On the other hand, he also fires broadsides that feel at best half-baked, about how businesses shouldn’t allow blogging and Wikipedia is lame and Open Source isn’t about communities any more.
The Explanation · I think I see a theme: Carr seems to be arguing that there’s nothing new in the world. Blogging? Let’s have some old-fashioned discipline. Wikipedia? Open Source? Conventional command and control, move right along, nothing new to see here. Obviously, I disagree: The steady migration of knowledge onto the Net is a new thing, qualitatively. And, in the last few years, the phenomenon of millions of people becoming contributors, not just consumers, is a big deal and I don’t think anyone really understands it.

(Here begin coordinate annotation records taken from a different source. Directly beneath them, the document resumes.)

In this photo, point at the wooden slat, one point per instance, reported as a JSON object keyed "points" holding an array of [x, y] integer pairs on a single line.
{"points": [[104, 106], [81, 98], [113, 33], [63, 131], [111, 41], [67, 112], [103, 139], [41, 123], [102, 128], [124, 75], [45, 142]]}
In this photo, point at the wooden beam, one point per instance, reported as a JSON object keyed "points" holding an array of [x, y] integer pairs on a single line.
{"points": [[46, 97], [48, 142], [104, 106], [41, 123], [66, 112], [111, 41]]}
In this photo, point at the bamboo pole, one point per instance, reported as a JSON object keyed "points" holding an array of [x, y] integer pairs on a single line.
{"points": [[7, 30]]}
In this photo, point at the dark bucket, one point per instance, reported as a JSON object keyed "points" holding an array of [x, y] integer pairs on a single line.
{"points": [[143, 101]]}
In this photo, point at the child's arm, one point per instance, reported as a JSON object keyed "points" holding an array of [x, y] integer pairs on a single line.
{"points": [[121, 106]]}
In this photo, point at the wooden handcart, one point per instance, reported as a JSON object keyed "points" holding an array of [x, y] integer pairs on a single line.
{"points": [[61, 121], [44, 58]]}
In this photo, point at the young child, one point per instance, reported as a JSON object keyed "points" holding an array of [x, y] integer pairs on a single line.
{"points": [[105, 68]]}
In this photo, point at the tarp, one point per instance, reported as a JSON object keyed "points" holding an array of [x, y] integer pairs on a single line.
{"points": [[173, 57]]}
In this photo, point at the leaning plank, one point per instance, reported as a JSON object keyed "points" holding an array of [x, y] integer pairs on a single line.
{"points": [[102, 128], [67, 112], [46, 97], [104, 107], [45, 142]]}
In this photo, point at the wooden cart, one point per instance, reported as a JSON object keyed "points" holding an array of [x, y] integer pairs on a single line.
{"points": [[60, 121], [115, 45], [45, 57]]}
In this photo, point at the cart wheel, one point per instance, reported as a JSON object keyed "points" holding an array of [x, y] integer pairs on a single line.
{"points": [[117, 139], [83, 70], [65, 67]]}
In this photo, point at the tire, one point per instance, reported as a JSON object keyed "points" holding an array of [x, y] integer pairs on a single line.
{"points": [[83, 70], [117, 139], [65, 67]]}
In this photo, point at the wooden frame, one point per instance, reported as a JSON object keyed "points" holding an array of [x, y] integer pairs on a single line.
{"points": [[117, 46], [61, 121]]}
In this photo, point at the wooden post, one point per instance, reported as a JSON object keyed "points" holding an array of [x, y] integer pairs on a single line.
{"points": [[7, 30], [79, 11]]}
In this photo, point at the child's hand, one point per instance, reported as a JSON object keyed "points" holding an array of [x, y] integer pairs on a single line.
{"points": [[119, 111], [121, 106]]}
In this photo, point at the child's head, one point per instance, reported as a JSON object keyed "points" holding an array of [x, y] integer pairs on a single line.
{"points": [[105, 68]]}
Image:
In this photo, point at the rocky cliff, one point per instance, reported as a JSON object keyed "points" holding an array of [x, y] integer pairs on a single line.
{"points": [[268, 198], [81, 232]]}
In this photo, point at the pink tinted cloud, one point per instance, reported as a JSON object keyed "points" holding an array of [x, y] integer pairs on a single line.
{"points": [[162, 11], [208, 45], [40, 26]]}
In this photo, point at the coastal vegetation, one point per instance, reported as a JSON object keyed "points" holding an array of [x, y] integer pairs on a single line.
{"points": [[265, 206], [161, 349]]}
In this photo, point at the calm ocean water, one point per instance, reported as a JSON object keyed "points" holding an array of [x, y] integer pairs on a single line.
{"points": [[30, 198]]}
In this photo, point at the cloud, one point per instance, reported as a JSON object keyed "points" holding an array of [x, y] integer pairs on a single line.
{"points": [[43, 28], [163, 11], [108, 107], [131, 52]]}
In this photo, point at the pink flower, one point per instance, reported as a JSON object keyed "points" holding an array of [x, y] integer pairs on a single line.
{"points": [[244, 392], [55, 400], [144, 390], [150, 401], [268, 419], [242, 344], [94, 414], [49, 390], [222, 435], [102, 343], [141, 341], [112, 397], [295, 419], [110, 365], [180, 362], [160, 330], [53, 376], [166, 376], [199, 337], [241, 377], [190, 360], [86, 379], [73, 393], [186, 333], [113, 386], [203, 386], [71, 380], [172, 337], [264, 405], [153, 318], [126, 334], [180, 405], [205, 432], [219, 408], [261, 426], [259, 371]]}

Open Source · Anyhow, the reason I started writing this was to push back on Carr’s recent Open Source as a metaphor, which builds from the observation that successful OSS projects attract financial support and have formal governance, proceeding to the familiar “Nothing really new here” conclusion. I think Carr’s problem is that he doesn’t actually see Open-Source people in their natural habitats; he was at OSBC but not OSCON. The practice of OSS software has two drivers that matter: the community of peers, and the urge to scratch a technical itch. If you don’t understand that, you’ll never understand anything important about OSS. I’ve been sitting in front of this excellent Ubuntu box for a week now, and I look at the digicam framework and chat client and text editor and package manager and photo editor and literally hundreds of other offerings that make this thing go, and I shake my head in wonder at the notion that anyone could see this as a product of Business As Usual.